Acknowledging the pain of the loss is when one is experiencing and expressing the various feelings of grief inherent in adjusting to a loss, including sadness, despair, anger, guilt, fear, etc. Avoidance of emotions or attempts to numb feelings through distraction, drug or alcohol use, or by minimizing the significance of the loss delays the accomplishment of this task. I had to overcome both internal and external messages not to grieve.
Validation and normalization of all grief affects facilitates healing, as does revisiting memories (good, bad, and indifferent) and reviewing the nature of the lost relationship.
The task I’ve been working on this past season is adjusting to an environment in which my wife is no longer present: lots of role changes and behavioral shifts necessitated by the absence of my life partner. An identity crises is inherent in this task as I struggle to answer questions like “Who am I without her?
So, after some six months, I finally got up the energy to rent out our house and move up to Orange County, where I’m closer to my day job. The routines that she maintained, I had already taken over during the diseases’ unfolding. So the business side of our family slowed down, but was kept up.
What I’m focusing on now is emotionally relocating Olga and reinvesting into my own #personallegend.
Death ends a life, not a relationship.
I survived ALS. Olga didn’t.

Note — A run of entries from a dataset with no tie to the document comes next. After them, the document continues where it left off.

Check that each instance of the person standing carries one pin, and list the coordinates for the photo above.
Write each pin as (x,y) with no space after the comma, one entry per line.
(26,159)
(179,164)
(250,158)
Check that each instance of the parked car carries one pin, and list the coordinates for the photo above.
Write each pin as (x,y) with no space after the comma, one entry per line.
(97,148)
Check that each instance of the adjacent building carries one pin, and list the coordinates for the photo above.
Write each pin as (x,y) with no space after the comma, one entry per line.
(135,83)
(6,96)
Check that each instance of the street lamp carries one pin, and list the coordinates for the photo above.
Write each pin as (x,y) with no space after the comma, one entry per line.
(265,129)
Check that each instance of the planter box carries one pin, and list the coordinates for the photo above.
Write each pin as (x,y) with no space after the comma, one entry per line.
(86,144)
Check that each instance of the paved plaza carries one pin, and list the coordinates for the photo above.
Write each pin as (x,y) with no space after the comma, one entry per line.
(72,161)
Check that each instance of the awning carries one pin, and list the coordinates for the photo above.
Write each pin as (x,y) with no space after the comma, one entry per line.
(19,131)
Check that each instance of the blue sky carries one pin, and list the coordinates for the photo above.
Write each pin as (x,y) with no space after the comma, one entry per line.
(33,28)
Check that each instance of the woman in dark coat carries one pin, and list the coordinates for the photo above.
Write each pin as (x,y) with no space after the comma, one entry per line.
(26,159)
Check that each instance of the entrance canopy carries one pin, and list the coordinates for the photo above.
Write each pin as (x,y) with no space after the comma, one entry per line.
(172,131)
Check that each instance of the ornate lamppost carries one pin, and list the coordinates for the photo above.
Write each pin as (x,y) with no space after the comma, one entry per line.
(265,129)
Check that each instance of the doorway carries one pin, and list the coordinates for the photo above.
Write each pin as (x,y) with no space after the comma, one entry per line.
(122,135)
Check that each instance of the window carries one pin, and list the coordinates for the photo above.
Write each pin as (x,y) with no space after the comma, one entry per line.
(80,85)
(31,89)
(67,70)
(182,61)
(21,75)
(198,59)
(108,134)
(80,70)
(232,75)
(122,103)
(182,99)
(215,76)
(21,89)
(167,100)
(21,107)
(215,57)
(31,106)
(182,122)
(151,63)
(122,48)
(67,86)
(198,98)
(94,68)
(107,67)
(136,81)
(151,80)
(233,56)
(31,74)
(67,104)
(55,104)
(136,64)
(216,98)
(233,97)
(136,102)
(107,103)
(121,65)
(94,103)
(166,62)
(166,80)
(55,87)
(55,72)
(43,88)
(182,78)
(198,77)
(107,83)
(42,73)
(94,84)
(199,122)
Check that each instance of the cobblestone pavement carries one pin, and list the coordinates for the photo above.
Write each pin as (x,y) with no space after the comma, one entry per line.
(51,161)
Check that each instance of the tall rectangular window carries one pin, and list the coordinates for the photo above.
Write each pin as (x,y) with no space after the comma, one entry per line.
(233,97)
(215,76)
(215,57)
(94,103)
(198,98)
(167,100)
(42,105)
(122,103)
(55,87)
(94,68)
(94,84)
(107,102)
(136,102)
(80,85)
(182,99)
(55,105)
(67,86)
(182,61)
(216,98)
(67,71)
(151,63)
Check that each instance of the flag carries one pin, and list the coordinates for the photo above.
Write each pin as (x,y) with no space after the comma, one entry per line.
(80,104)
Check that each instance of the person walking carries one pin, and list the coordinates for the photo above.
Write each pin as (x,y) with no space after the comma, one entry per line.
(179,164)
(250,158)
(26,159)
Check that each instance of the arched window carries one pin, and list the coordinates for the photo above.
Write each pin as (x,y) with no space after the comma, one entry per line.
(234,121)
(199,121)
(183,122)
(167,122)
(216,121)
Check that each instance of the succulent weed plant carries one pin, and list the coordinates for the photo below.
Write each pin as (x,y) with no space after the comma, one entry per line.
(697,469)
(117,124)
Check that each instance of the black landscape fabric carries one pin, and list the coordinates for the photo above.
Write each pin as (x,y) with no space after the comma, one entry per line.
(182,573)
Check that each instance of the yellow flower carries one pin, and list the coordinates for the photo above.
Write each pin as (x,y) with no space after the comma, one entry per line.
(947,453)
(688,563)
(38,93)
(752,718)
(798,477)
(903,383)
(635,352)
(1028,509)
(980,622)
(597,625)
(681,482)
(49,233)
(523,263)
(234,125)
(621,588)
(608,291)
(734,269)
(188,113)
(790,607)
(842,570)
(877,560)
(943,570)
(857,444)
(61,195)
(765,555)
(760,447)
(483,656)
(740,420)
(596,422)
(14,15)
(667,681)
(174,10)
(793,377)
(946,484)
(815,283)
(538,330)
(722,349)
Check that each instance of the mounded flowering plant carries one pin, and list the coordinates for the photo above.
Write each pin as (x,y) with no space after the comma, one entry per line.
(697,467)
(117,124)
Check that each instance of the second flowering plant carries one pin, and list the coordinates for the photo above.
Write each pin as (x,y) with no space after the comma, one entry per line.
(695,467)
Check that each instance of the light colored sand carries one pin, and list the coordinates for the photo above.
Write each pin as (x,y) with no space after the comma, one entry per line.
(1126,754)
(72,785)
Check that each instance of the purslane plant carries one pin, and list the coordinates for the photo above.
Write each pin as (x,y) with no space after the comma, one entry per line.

So, I'm making the shift to a relationship which exists in memory rather than in daily, tangible, interaction. That’s the condition I find myself today. I think it’ll free me to reinvest in new relationships and meaningful activities.
If you’re interested in this topic, I recommend Grief Counseling, Greif Therapy by J. William Worden.
Later, I came to learn of it as a psychological state referred to as “revenge sleeping”.
I studied Drama Therapy both as an undergraduate student at CSULA and a graduate student at UCLA. I’m not formally trained, but I know the techniques used and as such, I used them.
One of the tragedies of ALS is that you lose your ability to move your jaw, tongue, diaphragm, etc. so you can’t talk anymore. That’s right. Olga and I communicated primarily with a new love language that we developed TOGETHER. So when her day-time caregiver couldn’t understand what Olga needed, she would set up a Facebook video call with me. I would just stare into my baby’s eyes and, with just a wince, or a nod, or a grunt, I knew EXACTLY what she needed. That’s how I know we had an alchemical marriage…
I venture to guess that it’s symptomatic of the exertion women have made in changing society to protect themselves and children. But, that’s just my hunch…
I want to emphasize that this was a thing with MY friends and MY family. Olga’s friends loved on her almost daily. For that, I’m ever grateful. Those visits from her friends, her co-workers, etc. really made a big difference in her mood. She knew she wasn’t forgotten and that she’ll NEVER be forgotten.